Pour garantir la continuité des services essentiels lors de futures pandémies ou d’autres chocs tels que les catastrophes naturelles, le rapport recommande d’investir davantage dans les infrastructures, la capacité de production et les ressources humaines des secteurs clés. Le sous-investissement, en particulier dans les systèmes de santé et d’alimentation, contribue aux déficits de travail décent qui nuisent à la fois à la justice sociale et à la résilience économique. Entre autres recommandations, le rapport appelle à:
- Garantir que les systèmes de santé et de sécurité au travail (SST) couvrent toutes les branches de l’activité économique et tous les travailleurs, avec des devoirs et des droits clairement spécifiés, grâce à une collaboration entre le gouvernement et les représentants des travailleurs et des employeurs.
- Améliorer les rémunérations pour compenser la sous-évaluation des travailleurs clés et réduire l’écart salarial entre les employés clés et les autres, notamment par le biais de salaires minimums négociés ou légaux.
- Garantir des heures de travail sûres et prévisibles par le biais de la réglementation, y compris la négociation collective.
- Adapter les cadres juridiques afin que tous les travailleurs, quels que soient leur statut d’emploi et leurs dispositions contractuelles, bénéficient d’une protection sociale, en particulier d’un congé de maladie rémunéré.
- Améliorer l’accès à la formation afin que les travailleurs clés puissent effectuer leur travail de manière efficace et en toute sécurité.

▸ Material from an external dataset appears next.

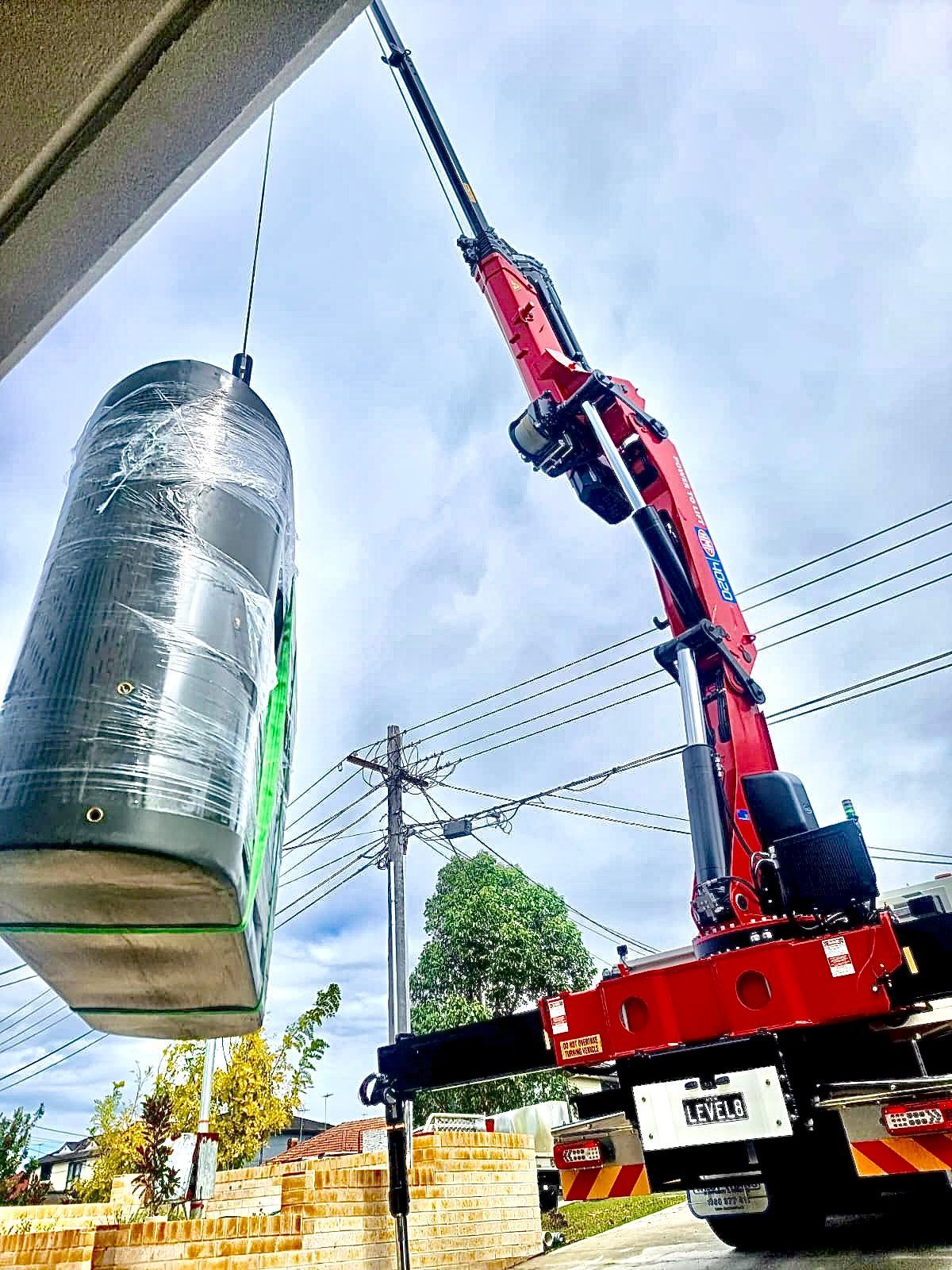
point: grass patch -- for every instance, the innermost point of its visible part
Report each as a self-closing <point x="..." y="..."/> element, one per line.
<point x="582" y="1219"/>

Le rapport présente un cadre que les pays peuvent utiliser, dans le cadre d’un processus de dialogue social, pour identifier les lacunes en matière de travail décent et de résilience économique en ce qui concerne leurs travailleurs clés et leurs services essentiels, et pour élaborer une stratégie nationale visant à y remédier grâce à des politiques et des investissements renforcés.